Completion of the Transaction is subject to a number of conditions including, but not limited to, the satisfaction of the Corporation and of Crazy Horse of certain due diligence investigations to be undertaken by each party, the completion of the name change, continuance of the Corporation from Alberta into British Columbia, completion of a definitive agreement setting forth the terms and conditions set out in the Letter of Intent, closing conditions customary to transactions of the nature of the Transaction, Exchange acceptance and, if required by Exchange policies, majority of the minority shareholder approval. Where applicable, the Transaction cannot close until the required shareholder approval is obtained and there can be no assurance that the Transaction will be completed as proposed or at all.
If and when a definitive agreement between the Corporation and Crazy Horse is executed, in accordance with the policies of the Exchange, the Corporation will issue a subsequent press release containing the details of the definitive agreement and additional terms of the Transaction, including information relating to sponsorship, and to the extent not contained in this press release, additional information required by the Exchange with respect to the history of Crazy Horse.
Investors are cautioned that, except as disclosed in the management information circular or filing statement to be prepared in connection with the Transaction, any information released or received with respect to the Transaction may not be accurate or complete and should not be relied upon. Trading in the securities of a capital pool company should be considered highly speculative.
For further information, please contact:
------------------------------ |Ballyliffin Capital Corp. | |Devinder Randhawa, President| |Phone: (250) 868-602 | ------------------------------
Neither the TSX Venture Exchange nor its Regulation Services Provider (as that term is defined in the policies of the TSX Venture Exchange) accepts responsibility for the adequacy or accuracy of this release.

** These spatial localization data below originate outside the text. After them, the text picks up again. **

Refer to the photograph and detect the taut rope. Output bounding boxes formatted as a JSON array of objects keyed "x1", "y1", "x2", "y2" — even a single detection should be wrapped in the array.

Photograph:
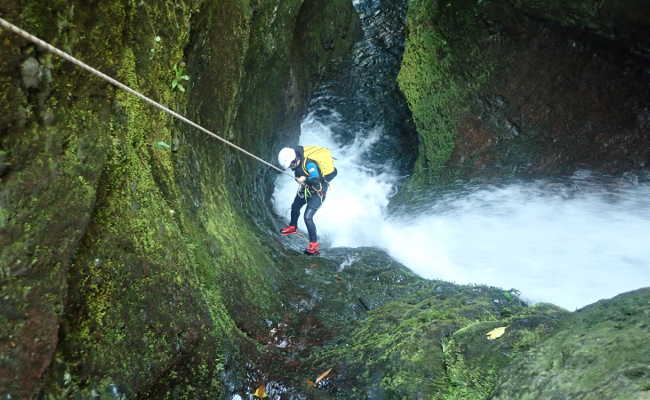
[{"x1": 0, "y1": 16, "x2": 292, "y2": 176}]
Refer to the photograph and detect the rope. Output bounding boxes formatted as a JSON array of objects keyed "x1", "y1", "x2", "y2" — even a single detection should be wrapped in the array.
[{"x1": 0, "y1": 16, "x2": 293, "y2": 177}]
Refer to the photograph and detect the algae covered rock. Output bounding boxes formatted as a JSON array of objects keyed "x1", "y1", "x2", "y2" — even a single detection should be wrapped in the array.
[
  {"x1": 2, "y1": 0, "x2": 648, "y2": 398},
  {"x1": 398, "y1": 0, "x2": 650, "y2": 187},
  {"x1": 508, "y1": 0, "x2": 650, "y2": 60},
  {"x1": 289, "y1": 247, "x2": 532, "y2": 399},
  {"x1": 278, "y1": 245, "x2": 647, "y2": 400},
  {"x1": 441, "y1": 303, "x2": 568, "y2": 399},
  {"x1": 226, "y1": 246, "x2": 535, "y2": 399},
  {"x1": 20, "y1": 57, "x2": 43, "y2": 89},
  {"x1": 0, "y1": 0, "x2": 359, "y2": 397},
  {"x1": 493, "y1": 288, "x2": 650, "y2": 400},
  {"x1": 309, "y1": 283, "x2": 530, "y2": 399}
]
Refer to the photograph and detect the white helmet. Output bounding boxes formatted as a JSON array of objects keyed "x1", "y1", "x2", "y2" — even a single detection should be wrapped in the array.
[{"x1": 278, "y1": 147, "x2": 297, "y2": 169}]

Cautionary and Forward-Looking Statements
This news release contains forward-looking statements and information concerning the expected results of the Transaction; the resulting issuer’s mining assets and reserves with respect to the assets owned by Crazy Horse; anticipated closing dates of the Transaction and the related matters such as the continuance of the Corporation from Alberta to British Columbia and name change. The forward-looking statements and information are based on certain key expectations and assumptions made by management of the Corporation. Since forward-looking statements and information address future events and conditions, by their very nature they involve inherent risks and uncertainties. Readers are cautioned that the foregoing list of factors is not exhaustive. The forward-looking statements and information contained in this news release are made as of the date hereof and no undertaking is given to update publicly or revise any forward-looking statements or information, whether as a result of new information, future events or otherwise, unless so required by applicable securities laws or the TSX Venture Exchange. The forward-looking statements or information contained in this news release are expressly qualified by this cautionary statement.
This press release shall not constitute an offer to sell, nor the solicitation of an offer to buy, any securities in the United States, nor shall there be any sale of securities mentioned in this press release in any state in the United States in which such offer, solicitation or sale would be unlawful prior to registration or qualification under the securities laws of any such state.
Not for distribution to U.S. Newswire Services or for dissemination in the United States. Any failure to comply with this restriction may constitute a violation of U.S. Securities laws.